L’Homme qui voulait devenir psychopathe

Victor Bourgeois n’est rien ni personne. Insignifiant, pour les siens comme pour ses élèves. C’est en pénétrant chez ses voisins, deux alcooliques qui se finissent aux grands crus dans leur pisse, qu’il entrevoit un avenir. Et si, pour sortir du néant, il tuait ? Ainsi s’ouvre la voie à un avenir nouveau et glorieux ! Il sera célèbre ! C’est tout le programme de L’Homme qui voulait devenir psychopathe de Laurent Malot !

Tuer n’est pas si facile !

La grande affaire de Victor, c’est de tuer. Mais pas n’importe comment. Pas n’importe qui non plus. C’est un homme précis, et il a un objectif : réussir à convaincre la belle Lieutenant Majka qu’il est un danger pour la société et qu’il doit être arrêté — après avoir fait la Une des gazettes, bien sûr. Car c’est cela qui le motive : devenir quelqu’un aux yeux des autres, lui qui n’est pour ainsi dire rien aux siens propres. Seul son perroquet, Lady Mcbeth, le considère, mais c’est pour l’insulter !

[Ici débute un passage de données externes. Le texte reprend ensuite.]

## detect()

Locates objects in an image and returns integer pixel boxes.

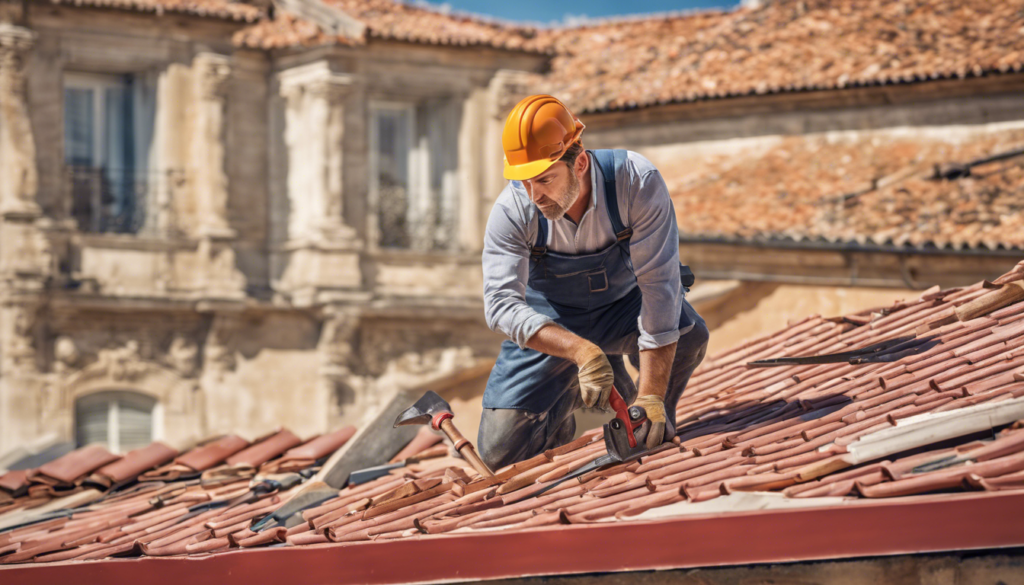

Mais tuer n’est pas si simple. Il va d’abord devoir sortir de sa petite vie. Il cherche à entrer en contact avec un monde de violence qui lui est étranger. il va multiplier les expériences en espérant attirer l’attention, de sa famille, de ses collègues, de la police. Mais chaque fois c’est un échec, et chaque fois il va un peu plus loin. Jusqu’où ira-t-il ?

[…] il a conscience de s’éloigner du pré des gentilles brebis dans lequel il a brouté toute sa vie. »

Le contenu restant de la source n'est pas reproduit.